Ordered: the appeal was dismissed. The court considers this case academic.
The court said that it does not decide issues that have become moot, due to the change in circumstances or because of the passage of time (Bederman v Bederman 123 AD3d 1029, Saratoga Chamber of Commerce v. Pataki 100 NY 801, Hearst Corporation v Clyne 50 NY2d 707).
In this case, the plaintiff raises the issue of whether the stipulation of custody (that was agreed to in 2014), require their child to complete his 8th grade school year in Queens, or if he is able to go to a school closer to home in Nassau County.
However since then, the child has already finished the 8th grade, the issues raised by the plaintiff are considered academic at this point (Raven K. [Adam C.] 130 AD3d 622, Bederman v Bederman 123 AD3d 1029. The invocation of the mootness doesn’t apply here (Hearst Corporation v Clyne 50 NY2d 714, Saratoga Chamber of Commerce v. Pataki 100 NY2d 8110, Bederman v Bederman 123 AD3d 1029. The appeal is dismissed.
The concept of mootness addresses when is the appropriate time to hear a case. It is connected to the case or controversy requirement of the U.S. Constitution. This concept limits courts power in being able to hear a case where the actual people or entities (like a company), have a stake in the matter before the court.
A case is considered “moot” when the legal proceeding can’t affect the situation or the matter has otherwise moved out of the courts for a particular reason.
As example of this seen in DeFunis v Odegaard.
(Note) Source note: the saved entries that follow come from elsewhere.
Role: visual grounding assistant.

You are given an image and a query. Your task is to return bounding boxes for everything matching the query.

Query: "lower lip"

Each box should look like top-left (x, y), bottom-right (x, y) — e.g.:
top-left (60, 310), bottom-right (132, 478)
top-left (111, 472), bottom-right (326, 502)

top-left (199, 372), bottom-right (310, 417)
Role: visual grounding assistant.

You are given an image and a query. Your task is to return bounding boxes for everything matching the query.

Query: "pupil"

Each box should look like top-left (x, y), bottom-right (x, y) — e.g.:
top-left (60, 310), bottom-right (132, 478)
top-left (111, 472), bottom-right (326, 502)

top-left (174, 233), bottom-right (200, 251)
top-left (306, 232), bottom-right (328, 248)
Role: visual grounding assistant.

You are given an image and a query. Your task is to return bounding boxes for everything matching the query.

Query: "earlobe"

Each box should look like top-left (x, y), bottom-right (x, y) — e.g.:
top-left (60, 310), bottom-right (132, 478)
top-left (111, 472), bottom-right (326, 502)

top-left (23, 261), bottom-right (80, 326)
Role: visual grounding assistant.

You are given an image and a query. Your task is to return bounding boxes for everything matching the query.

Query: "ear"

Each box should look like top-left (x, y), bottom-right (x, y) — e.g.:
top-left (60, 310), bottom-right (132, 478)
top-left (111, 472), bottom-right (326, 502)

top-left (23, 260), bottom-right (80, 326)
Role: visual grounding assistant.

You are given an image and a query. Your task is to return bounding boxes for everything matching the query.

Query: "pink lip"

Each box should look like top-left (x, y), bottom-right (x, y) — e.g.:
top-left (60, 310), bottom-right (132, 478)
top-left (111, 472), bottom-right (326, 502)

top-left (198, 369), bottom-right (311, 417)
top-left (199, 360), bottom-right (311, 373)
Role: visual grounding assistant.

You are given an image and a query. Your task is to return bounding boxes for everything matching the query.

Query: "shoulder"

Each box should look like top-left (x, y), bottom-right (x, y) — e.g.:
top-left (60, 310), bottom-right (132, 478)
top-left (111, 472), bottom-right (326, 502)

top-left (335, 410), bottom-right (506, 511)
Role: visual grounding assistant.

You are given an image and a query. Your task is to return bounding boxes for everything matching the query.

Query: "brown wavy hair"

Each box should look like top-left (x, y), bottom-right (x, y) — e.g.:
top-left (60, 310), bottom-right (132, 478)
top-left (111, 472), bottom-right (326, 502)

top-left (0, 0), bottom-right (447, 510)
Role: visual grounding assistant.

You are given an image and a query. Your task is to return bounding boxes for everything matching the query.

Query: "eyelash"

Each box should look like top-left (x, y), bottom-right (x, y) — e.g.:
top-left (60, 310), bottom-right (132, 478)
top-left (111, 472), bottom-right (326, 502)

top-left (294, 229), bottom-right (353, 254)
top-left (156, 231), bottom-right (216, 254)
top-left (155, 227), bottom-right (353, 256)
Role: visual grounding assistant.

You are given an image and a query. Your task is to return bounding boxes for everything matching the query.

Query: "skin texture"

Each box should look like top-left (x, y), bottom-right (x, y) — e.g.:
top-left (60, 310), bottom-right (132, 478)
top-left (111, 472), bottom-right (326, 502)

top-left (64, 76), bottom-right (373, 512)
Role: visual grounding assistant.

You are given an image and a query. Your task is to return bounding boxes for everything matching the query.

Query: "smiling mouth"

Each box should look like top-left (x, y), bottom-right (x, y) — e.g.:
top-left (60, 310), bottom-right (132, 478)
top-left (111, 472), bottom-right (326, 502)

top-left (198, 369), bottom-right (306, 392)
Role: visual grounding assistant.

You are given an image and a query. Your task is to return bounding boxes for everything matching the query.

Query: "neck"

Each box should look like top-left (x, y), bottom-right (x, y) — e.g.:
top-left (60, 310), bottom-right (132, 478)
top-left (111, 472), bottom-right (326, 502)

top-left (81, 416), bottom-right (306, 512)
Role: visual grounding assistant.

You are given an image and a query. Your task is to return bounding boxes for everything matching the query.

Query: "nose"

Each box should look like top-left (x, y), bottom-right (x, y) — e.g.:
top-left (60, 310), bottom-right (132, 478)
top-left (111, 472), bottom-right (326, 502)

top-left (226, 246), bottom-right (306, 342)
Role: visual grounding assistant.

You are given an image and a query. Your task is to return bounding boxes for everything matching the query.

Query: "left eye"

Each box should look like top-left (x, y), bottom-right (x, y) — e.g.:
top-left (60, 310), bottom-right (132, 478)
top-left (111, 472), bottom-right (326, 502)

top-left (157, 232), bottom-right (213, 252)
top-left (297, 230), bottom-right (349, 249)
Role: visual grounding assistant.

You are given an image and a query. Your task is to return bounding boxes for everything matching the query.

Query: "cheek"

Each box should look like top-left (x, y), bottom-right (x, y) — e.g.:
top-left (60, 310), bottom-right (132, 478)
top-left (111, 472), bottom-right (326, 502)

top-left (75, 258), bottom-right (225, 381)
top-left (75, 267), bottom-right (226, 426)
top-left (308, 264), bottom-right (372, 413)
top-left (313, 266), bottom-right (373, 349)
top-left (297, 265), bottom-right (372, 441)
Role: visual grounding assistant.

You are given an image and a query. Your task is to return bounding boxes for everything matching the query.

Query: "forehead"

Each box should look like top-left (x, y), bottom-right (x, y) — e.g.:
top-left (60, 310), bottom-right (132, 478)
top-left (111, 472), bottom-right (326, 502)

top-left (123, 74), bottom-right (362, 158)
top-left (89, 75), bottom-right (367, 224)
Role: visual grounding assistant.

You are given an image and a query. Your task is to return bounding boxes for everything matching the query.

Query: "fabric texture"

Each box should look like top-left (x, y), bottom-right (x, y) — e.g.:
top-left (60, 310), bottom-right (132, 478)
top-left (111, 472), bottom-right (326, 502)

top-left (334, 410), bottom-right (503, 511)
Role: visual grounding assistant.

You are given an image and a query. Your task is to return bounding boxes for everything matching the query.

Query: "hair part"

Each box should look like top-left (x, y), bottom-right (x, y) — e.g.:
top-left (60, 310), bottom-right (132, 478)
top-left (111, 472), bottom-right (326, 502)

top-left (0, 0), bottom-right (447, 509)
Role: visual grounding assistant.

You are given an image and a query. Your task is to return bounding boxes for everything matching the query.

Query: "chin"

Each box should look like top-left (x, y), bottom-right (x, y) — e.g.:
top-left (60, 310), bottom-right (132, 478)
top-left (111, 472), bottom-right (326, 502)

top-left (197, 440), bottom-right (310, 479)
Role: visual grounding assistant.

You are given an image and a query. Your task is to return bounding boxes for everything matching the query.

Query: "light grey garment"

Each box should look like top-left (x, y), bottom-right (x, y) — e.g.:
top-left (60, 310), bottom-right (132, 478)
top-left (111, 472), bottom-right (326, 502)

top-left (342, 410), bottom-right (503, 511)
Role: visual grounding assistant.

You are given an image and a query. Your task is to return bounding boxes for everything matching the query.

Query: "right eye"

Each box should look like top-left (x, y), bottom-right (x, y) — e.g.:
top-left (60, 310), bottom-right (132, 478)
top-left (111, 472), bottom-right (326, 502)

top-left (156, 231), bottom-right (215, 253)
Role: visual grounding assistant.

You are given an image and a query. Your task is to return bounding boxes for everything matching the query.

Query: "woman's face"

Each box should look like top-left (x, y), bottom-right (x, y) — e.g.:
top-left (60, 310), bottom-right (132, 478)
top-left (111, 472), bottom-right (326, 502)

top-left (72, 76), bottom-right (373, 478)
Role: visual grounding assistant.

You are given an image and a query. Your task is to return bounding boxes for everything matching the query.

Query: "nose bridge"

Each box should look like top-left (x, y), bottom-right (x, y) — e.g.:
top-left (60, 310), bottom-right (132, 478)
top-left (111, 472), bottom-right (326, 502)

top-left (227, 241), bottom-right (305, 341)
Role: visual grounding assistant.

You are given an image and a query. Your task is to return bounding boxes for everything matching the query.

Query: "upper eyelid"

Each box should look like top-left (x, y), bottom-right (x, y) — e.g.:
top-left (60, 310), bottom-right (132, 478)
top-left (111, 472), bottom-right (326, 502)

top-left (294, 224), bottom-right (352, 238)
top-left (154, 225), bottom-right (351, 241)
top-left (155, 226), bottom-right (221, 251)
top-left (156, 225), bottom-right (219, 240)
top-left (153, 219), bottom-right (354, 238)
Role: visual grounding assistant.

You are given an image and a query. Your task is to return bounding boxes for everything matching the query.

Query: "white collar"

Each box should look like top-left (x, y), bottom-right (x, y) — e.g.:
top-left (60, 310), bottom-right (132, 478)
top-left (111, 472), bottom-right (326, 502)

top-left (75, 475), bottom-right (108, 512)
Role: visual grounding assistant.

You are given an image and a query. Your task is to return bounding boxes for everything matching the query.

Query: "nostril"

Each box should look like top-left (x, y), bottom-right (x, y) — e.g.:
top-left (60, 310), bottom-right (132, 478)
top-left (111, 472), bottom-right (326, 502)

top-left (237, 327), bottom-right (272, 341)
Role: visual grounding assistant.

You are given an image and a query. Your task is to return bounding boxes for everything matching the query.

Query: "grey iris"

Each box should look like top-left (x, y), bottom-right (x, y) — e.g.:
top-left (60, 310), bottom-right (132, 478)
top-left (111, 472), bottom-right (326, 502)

Here the plaintiff was a law student who had been denied entry into law school. But by the time the case came up for trial, the plaintiff had already been accepted to another law school and in fact was close to graduation. In that case the Supreme Court determined that the case was moot. There was nothing that the Supreme Court could do to affect the outcome.
There are however, exceptions to this rule. These include the following:
Voluntary Cessation: If the defendant stops doing the thing that the plaintiff is suing for, the case will not be considered moot. This is based on the theory that the defendant can simply resume the activity after the plaintiff has dismissed the case.
Capable of repetition be evading review: If the plaintiff is in a position where they can be harmed again in the future (even if they aren’t currently being harmed), the case isn’t considered moot.
Class Action: A case isn’t considered moot if a person representing a class stops being a member of the class.
Ripeness is a somewhat similar concept and is used hand in hand with mootness. However it means something entirely different. If all the issues of a case aren’t prepared for review, the case is considered not to be “ripe.” This concepts harkens back to the case and controversy issue previously mentioned, because it requires that a dispute between two parties actually happened.
For example: a plaintiff contracted to purchase 1,000 widgets from the defendant, to be delivered on December 1st. If she sues the defendant on November 30th anticipating the defendant is going to breach the contract, there would not be a case because the issue isn’t ripe.
This rule was created for the prohibition of the courts giving advisory opinions, or ruling on an issue that hasn’t happened yet.